Maybe Matt's Miracle(2)



I can’t breathe. My chest stills, and I feel like I’m going to pass out. Dad shoves a glass of water at me, and I raise it to my lips, sputter into the rim of it, take a sip, swallow, and inhale. I take a deep breath. And I wait. Because there’s more. There’s always more with my dad.

“She has three children. Seth is sixteen. Joey is five. And Mellie is three.” He covers my hand with his and squeezes it. “They don’t have anyone but me. And I can’t take them.” He sits back and rubs the bridge of his nose. “You know how your mother is,” he explains.

Yes, and I know how my mother was betrayed. Yes, I know how my mother found out about his mistress. Yes, I know how my mother hates the ground they all walk on. Sometimes I think she hates me, too. It’s hard to tell. I really don’t think she loves anyone or anything.

He looks me in the eye. “I need for you to help me. They’re your nieces and nephew, no matter what your mother has taught you.”

I am stunned.
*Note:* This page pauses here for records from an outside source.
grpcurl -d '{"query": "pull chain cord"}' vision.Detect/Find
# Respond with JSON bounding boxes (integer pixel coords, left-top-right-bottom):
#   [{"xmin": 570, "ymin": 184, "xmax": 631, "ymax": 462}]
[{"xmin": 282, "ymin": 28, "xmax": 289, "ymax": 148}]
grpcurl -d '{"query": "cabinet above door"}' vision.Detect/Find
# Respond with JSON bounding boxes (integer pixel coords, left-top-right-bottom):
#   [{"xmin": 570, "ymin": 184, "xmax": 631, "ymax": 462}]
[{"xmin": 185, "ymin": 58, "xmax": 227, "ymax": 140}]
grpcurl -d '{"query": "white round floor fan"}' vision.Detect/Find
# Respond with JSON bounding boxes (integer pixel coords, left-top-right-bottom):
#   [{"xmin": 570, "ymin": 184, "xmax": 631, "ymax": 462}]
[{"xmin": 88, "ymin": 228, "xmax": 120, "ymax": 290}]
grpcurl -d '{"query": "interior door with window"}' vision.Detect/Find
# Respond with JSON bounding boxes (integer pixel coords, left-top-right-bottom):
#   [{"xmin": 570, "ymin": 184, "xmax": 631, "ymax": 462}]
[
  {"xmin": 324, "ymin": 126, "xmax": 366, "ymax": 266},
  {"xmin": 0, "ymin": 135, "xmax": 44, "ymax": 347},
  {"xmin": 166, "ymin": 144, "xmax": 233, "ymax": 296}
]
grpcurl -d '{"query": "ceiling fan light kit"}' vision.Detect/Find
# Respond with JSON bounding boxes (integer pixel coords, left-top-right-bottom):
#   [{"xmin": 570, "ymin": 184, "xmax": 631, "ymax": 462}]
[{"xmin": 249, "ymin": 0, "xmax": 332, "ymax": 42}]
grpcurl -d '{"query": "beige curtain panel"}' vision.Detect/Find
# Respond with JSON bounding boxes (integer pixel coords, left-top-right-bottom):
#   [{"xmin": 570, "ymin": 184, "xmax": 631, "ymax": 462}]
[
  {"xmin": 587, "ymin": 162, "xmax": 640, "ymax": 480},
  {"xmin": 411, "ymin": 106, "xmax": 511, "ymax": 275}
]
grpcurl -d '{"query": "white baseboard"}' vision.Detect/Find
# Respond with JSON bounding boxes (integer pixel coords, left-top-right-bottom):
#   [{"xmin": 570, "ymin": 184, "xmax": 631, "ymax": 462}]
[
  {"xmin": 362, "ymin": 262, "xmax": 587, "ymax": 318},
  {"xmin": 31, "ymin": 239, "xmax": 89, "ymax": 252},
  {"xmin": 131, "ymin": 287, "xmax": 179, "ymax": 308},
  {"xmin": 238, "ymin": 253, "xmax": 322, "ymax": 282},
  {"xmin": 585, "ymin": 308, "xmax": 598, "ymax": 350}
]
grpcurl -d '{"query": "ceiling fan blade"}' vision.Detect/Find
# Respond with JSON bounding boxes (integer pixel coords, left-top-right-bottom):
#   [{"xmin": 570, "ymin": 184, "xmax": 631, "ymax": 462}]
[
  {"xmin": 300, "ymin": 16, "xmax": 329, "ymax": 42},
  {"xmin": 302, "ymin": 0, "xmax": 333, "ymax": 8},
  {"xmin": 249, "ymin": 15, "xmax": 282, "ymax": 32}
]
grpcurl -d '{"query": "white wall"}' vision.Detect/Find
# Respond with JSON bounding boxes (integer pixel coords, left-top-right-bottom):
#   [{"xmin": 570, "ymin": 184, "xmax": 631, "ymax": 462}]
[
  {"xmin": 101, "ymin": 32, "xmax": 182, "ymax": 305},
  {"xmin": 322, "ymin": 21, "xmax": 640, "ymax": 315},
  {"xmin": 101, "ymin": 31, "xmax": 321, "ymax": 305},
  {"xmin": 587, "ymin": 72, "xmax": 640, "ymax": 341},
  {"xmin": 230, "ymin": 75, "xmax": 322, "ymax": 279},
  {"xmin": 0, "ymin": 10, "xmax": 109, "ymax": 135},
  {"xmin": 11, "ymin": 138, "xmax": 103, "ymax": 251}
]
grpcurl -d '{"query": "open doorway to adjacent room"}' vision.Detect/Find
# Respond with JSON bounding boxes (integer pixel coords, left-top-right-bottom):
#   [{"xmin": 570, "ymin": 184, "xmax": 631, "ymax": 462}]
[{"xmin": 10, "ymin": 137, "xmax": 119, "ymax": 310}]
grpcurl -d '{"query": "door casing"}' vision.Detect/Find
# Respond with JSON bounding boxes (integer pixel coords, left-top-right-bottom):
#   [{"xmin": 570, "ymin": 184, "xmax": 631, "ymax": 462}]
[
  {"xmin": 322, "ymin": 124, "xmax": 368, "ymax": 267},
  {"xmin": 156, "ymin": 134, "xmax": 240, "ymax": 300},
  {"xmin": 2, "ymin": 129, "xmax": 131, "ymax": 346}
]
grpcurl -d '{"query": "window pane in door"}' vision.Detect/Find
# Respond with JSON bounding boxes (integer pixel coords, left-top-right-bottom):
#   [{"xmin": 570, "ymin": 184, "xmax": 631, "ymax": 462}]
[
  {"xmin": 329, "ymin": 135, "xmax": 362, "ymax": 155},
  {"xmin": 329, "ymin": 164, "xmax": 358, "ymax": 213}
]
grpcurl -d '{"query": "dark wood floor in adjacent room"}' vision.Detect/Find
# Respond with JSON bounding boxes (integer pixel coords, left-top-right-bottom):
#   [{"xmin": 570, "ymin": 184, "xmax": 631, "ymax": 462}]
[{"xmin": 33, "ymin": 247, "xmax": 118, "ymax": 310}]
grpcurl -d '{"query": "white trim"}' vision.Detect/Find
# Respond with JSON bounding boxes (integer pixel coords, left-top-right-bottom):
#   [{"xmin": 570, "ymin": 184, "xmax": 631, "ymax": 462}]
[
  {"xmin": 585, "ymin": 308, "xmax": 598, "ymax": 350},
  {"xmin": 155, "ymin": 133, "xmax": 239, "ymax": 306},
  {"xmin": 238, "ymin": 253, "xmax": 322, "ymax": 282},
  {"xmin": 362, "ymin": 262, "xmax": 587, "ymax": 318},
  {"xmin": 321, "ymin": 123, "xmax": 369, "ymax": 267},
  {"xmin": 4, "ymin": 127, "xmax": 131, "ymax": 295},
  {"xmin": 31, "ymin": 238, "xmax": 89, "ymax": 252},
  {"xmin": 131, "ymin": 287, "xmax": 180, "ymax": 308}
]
Absolutely stunned. “You love them,” I say quietly.

He nods. “I do.”

“You love her.” The words fall on the room like cracks of thunder.

“I do.”

I lean back against the chair. “Can I ask you something?”

He nods. It’s a quick jerk, but I see it.
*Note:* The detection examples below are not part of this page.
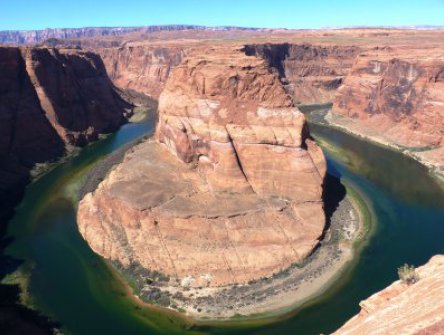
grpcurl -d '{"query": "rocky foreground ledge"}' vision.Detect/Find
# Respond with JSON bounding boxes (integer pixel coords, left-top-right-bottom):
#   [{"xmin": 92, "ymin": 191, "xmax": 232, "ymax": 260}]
[
  {"xmin": 78, "ymin": 48, "xmax": 344, "ymax": 316},
  {"xmin": 335, "ymin": 255, "xmax": 444, "ymax": 335}
]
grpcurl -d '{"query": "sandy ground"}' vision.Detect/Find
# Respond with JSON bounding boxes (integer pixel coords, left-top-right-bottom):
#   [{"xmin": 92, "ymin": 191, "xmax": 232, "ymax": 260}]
[{"xmin": 112, "ymin": 197, "xmax": 364, "ymax": 321}]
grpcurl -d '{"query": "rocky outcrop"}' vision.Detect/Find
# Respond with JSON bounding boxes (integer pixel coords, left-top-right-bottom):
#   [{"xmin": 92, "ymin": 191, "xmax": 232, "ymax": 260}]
[
  {"xmin": 94, "ymin": 44, "xmax": 191, "ymax": 99},
  {"xmin": 334, "ymin": 255, "xmax": 444, "ymax": 335},
  {"xmin": 245, "ymin": 43, "xmax": 361, "ymax": 104},
  {"xmin": 77, "ymin": 48, "xmax": 326, "ymax": 286},
  {"xmin": 332, "ymin": 47, "xmax": 444, "ymax": 176},
  {"xmin": 94, "ymin": 42, "xmax": 360, "ymax": 104},
  {"xmin": 0, "ymin": 47, "xmax": 130, "ymax": 223}
]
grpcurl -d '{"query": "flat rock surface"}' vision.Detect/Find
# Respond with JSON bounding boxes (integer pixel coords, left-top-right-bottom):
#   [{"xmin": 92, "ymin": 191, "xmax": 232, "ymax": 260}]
[{"xmin": 335, "ymin": 255, "xmax": 444, "ymax": 335}]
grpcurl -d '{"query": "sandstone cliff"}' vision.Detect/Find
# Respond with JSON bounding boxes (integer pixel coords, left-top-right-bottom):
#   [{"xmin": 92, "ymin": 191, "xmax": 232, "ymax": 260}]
[
  {"xmin": 0, "ymin": 47, "xmax": 130, "ymax": 223},
  {"xmin": 94, "ymin": 44, "xmax": 191, "ymax": 99},
  {"xmin": 334, "ymin": 255, "xmax": 444, "ymax": 335},
  {"xmin": 77, "ymin": 48, "xmax": 326, "ymax": 286},
  {"xmin": 245, "ymin": 43, "xmax": 361, "ymax": 104},
  {"xmin": 331, "ymin": 47, "xmax": 444, "ymax": 176},
  {"xmin": 94, "ymin": 41, "xmax": 361, "ymax": 104}
]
“What did they give you that we couldn’t?” I ask. I don’t even cry. I just ask it. I always wanted to know.

“Your mother made it really hard for me to be a part of our family,” he says. “After she found out—” He raises his hand to stop me when I open my mouth to complain. “Wait,” he says. “Hear me out.”

I nod. I couldn’t talk if I wanted to.

“I loved you and your brother and sister. But I loved Kendra’s mother, too, and I should have divorced your mother and made a clean break.”

“Without us,” I say.

“No, I would have taken you with me if I could. But I couldn’t. Your mother would have ruined me financially, and I could get over that, but she would have gotten custody of you all. And I couldn’t just leave you with all that hatred, without at least trying to be a buffer.” I don’t remember him as a buffer. I know him as that man I never knew. He balls up his fist and squeezes tightly. “That’s why I never left completely. Your mother is more than a bit vindictive, as you know.” He scrubs a hand across his perfect white hair. “Sometimes I think she would have been okay with it if Kendra’s mother was white.”
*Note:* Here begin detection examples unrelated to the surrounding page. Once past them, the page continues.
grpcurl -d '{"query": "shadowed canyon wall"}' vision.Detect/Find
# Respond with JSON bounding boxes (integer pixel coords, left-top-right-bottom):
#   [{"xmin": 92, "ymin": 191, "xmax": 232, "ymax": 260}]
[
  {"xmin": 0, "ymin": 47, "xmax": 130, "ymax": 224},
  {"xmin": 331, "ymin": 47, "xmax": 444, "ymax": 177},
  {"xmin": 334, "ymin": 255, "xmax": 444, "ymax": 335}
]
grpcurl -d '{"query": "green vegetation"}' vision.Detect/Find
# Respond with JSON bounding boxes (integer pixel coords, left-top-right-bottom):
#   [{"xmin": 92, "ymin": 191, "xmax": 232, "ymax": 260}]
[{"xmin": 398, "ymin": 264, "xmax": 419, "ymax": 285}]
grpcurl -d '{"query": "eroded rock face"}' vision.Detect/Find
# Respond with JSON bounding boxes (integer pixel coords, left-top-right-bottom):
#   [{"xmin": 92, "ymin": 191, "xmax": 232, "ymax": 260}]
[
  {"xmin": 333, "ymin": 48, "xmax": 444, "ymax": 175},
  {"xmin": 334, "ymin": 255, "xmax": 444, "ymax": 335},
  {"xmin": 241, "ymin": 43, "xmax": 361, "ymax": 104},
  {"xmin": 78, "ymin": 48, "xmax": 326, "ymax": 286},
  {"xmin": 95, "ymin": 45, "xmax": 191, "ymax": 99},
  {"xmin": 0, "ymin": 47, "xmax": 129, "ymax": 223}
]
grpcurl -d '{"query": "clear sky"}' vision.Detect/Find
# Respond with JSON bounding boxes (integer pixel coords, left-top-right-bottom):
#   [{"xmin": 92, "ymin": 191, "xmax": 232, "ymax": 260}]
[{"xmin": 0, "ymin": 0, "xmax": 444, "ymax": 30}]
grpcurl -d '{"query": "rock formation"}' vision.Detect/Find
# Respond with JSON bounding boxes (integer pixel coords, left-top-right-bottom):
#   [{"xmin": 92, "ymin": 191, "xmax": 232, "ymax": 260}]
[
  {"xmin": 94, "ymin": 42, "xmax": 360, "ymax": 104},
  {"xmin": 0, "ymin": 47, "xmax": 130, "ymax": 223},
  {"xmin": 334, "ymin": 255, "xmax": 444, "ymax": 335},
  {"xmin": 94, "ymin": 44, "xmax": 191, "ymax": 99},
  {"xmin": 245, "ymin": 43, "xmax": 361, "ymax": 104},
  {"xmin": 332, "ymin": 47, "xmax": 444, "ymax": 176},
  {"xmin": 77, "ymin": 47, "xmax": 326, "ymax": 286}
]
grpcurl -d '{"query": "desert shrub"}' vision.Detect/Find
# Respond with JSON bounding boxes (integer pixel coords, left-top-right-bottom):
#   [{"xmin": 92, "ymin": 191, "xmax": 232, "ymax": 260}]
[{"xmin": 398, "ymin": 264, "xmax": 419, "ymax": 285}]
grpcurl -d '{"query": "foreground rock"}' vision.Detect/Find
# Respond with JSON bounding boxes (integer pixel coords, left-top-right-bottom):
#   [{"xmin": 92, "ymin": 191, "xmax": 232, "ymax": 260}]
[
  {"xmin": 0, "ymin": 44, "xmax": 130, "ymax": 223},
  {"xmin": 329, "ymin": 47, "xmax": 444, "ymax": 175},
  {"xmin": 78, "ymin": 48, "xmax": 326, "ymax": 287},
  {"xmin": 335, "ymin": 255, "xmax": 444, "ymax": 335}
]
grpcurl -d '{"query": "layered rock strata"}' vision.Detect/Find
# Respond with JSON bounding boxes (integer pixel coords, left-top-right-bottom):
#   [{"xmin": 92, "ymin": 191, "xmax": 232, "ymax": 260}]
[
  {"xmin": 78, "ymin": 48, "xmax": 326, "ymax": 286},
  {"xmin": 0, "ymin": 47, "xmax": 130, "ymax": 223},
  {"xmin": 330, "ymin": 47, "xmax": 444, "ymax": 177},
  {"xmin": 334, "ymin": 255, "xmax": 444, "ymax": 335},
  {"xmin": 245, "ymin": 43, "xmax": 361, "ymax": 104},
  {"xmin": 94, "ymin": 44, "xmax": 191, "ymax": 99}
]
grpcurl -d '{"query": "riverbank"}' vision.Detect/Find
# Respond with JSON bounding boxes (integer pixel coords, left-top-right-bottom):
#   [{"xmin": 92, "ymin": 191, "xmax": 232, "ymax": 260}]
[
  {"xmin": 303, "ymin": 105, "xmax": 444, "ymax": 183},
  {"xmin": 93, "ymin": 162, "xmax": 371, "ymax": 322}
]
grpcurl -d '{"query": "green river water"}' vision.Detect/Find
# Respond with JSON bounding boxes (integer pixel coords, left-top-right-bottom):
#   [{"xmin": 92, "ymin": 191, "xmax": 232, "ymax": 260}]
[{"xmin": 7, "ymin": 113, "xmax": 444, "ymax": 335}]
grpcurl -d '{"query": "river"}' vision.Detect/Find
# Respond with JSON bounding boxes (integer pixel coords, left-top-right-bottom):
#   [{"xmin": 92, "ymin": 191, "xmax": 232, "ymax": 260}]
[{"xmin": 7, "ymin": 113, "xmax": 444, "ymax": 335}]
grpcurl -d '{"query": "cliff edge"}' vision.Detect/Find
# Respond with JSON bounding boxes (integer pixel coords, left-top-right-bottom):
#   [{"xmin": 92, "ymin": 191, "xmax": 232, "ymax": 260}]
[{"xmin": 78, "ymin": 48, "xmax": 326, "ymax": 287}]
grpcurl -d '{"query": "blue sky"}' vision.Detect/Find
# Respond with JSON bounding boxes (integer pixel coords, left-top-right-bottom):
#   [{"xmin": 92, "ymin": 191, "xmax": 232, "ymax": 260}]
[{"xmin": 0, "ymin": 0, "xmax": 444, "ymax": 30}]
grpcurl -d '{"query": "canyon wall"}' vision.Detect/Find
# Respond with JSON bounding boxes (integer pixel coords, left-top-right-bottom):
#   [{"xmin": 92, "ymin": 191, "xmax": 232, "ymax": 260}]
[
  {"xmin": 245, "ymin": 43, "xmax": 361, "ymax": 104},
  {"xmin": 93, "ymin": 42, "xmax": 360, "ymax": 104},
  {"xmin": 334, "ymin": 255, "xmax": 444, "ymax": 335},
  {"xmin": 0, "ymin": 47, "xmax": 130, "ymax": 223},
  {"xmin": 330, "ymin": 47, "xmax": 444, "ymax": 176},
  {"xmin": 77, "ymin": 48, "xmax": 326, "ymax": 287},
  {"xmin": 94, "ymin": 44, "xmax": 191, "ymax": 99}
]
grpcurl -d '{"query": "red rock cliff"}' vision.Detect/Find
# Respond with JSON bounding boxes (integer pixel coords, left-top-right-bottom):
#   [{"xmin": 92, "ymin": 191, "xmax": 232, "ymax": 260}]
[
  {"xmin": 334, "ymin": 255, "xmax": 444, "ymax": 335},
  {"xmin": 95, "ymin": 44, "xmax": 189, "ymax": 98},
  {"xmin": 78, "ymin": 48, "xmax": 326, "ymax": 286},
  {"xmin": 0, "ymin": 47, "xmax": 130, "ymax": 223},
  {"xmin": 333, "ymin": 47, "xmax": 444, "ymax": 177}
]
What? Kendra’s mother’s not white? My father had an affair with a woman of a different race?

“If you do this for me, your mother is going to be very angry at you.”

No shit. She’ll hate me. But I think she already does anyway.

“I understand if you say no,” he says on a sigh. “But they don’t have anyone else.”

“Where is their father?” I ask.

He shrugs. “Fathers,” he says, enunciating the word. “Seth has a dad who sees him once or twice a year, and the girls’ dad has a new family and not enough time for them.”

“So, what do you want me to do?” I ask. I throw my napkin into my plate. My manicotti is churning in my stomach.

“I want you to go and get them.”

“Did you ask Tim? Or Lydia?” They’re my brother and sister and both are older than me.

He shakes his head. “They have families of their own.”

“And I don’t.” Shit, I don’t have anyone. No one but a boyfriend I almost never see. My mother is a nutcase and my father’s heart lies with another family.

“You’re single. You would be wonderful with them.” He lowers his voice and looks around the room. “You won’t look at them like they’re unwanted, biracial children. You’ll love them. I know you will.” He glares at me. “Will you at least meet them? Please? I know it would be a challenge. You’d have to learn a lot, but Seth is sixteen. He helps to take care of the little ones. Hell, in two years, he can take custody himself. That’s what he wants.”

Dad’s pleading with me.

“I’ve never asked for anything before,” he says.

He’s right. He’s never asked for a good night kiss. Or any of the things fathers want. Well, he probably asked for them from Kendra.

“I’ll go,” I say. They’re just children after all. And children need to be loved. I wasn’t, but I can make it better for Kendra’s kids, can’t I? There’s a tiny little piece of me that wants to make my father proud. To make him love me.

He deflates like a balloon. “Oh, thank God,” he says. He lays a hand on his chest. Then he gets up, lifts me by my elbows, and pulls me to him. I can’t remember ever getting a hug from my father before, and I don’t know what to do with it. He holds me like that, breathing into the hair on the top of my head for a moment. Then he sets me back. His eyes are wet with unshed tears. “Thank you,” he says. “Thank you so much.”

I nod. I can’t do anything more. I feel like somebody took my insides and shoved them up my throat.



I’m jerked from my memories when someone sits down on my left. I look up and instantly recognize Matthew Reed. He was a friend of Kendra’s from the cancer center. I went to visit, right before Kendra died, and to get the kids. Matt was waiting with her. He stayed with Seth so they could be there when she took her last breath. I took the little ones home; I didn’t think they needed to remember their mom that way.